Todo lo que había tenido de locuaz la subida, lo tuvo de silenciosa la bajada.
Marshall intuyó lo que pensaban los demás: que aquel descubrimiento cambiaría una expedición que hasta entonces había sido tranquila y poco apasionante, por no decir monótona. Ninguno de los científicos podía decir en qué sentido cambiarían las cosas, pero en adelante todo sería distinto.
Al mismo tiempo, como bien sabía Marshall, todos se preguntaban en su fuero interno: «¿Qué diablos era aquello?».
Finalmente Sully rompió el silencio.
—Deberíamos habernos llevado un testigo de sondeo, para analizarlo.
—¿Cuánto tiempo creéis que lleva en ese sitio? —preguntó Chen.
—El Fear es un glaciar MIS2 —contestó Marshall—. La cueva lleva como mínimo doce mil años enterrada; tal vez mucho más.

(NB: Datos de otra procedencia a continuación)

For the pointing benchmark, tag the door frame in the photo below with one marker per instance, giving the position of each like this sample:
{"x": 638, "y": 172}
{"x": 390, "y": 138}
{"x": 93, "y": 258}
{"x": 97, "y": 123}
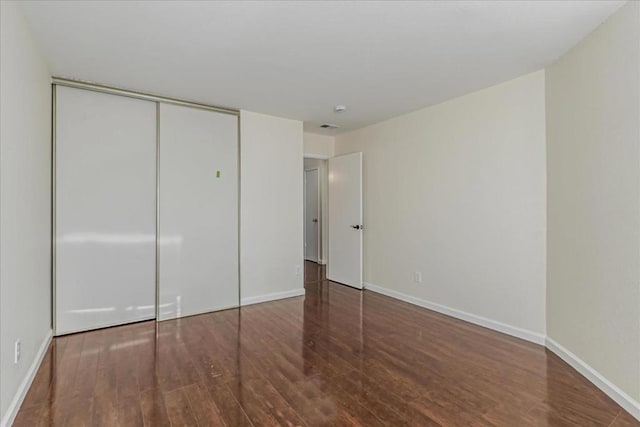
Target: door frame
{"x": 304, "y": 214}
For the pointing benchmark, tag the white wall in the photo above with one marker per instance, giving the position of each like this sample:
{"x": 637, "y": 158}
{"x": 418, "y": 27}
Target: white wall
{"x": 318, "y": 145}
{"x": 25, "y": 221}
{"x": 457, "y": 192}
{"x": 271, "y": 234}
{"x": 593, "y": 155}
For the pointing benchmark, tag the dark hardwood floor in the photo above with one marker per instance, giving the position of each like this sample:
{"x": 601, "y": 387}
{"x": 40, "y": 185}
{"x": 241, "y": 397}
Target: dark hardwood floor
{"x": 334, "y": 357}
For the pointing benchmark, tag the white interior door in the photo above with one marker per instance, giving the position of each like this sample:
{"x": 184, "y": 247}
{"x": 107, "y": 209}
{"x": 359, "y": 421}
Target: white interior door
{"x": 345, "y": 220}
{"x": 105, "y": 210}
{"x": 198, "y": 240}
{"x": 311, "y": 214}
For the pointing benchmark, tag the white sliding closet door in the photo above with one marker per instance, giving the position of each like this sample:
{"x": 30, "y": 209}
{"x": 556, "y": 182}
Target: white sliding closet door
{"x": 105, "y": 210}
{"x": 198, "y": 240}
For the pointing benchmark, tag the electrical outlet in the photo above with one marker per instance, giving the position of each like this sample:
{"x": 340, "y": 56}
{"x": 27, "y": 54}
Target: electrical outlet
{"x": 17, "y": 351}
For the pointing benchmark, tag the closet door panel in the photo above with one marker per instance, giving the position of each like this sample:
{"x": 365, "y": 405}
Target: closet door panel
{"x": 198, "y": 240}
{"x": 105, "y": 209}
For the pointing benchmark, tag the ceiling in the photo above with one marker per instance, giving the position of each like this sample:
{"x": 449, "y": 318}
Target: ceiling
{"x": 300, "y": 59}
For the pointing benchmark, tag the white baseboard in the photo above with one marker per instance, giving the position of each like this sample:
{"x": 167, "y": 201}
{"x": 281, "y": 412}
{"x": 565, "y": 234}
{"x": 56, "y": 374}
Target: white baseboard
{"x": 620, "y": 397}
{"x": 271, "y": 297}
{"x": 18, "y": 398}
{"x": 515, "y": 331}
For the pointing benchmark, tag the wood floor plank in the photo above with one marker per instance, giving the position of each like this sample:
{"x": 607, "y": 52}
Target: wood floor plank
{"x": 335, "y": 357}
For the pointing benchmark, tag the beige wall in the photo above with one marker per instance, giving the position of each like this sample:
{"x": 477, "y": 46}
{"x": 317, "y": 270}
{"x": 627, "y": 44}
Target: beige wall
{"x": 25, "y": 203}
{"x": 593, "y": 163}
{"x": 271, "y": 235}
{"x": 318, "y": 145}
{"x": 457, "y": 192}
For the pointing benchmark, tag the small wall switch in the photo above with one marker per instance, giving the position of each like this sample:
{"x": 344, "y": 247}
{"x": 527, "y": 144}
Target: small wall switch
{"x": 17, "y": 351}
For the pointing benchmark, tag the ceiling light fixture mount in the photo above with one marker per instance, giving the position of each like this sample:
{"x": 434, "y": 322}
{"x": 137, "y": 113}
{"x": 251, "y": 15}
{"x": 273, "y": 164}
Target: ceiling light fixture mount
{"x": 329, "y": 126}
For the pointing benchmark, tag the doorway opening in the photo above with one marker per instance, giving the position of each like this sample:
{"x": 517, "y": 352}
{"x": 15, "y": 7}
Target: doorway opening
{"x": 315, "y": 210}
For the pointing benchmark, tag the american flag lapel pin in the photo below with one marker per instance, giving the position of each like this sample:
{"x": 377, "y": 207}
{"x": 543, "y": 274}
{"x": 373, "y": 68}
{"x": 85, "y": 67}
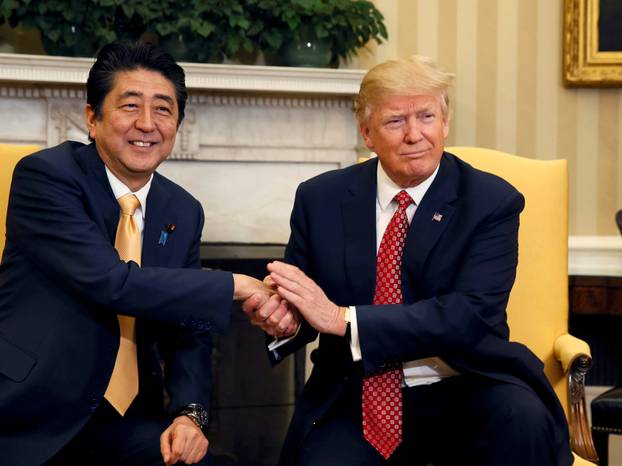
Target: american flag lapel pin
{"x": 170, "y": 228}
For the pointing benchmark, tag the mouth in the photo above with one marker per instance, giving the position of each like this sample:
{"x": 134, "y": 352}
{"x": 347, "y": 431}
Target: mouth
{"x": 142, "y": 143}
{"x": 415, "y": 153}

Volvieron a enmudecer. Finalmente, el sol había logrado perforar las nubes bajas con su fuego y mientras bajaba sobre el horizonte hacía arder y brillar con intensidad la cubierta de nieve. Ausente, Marshall sacó del bolsillo unas gafas de sol y se las puso. Estaba pensando en la insondable negrura de los ojos muertos de debajo del hielo.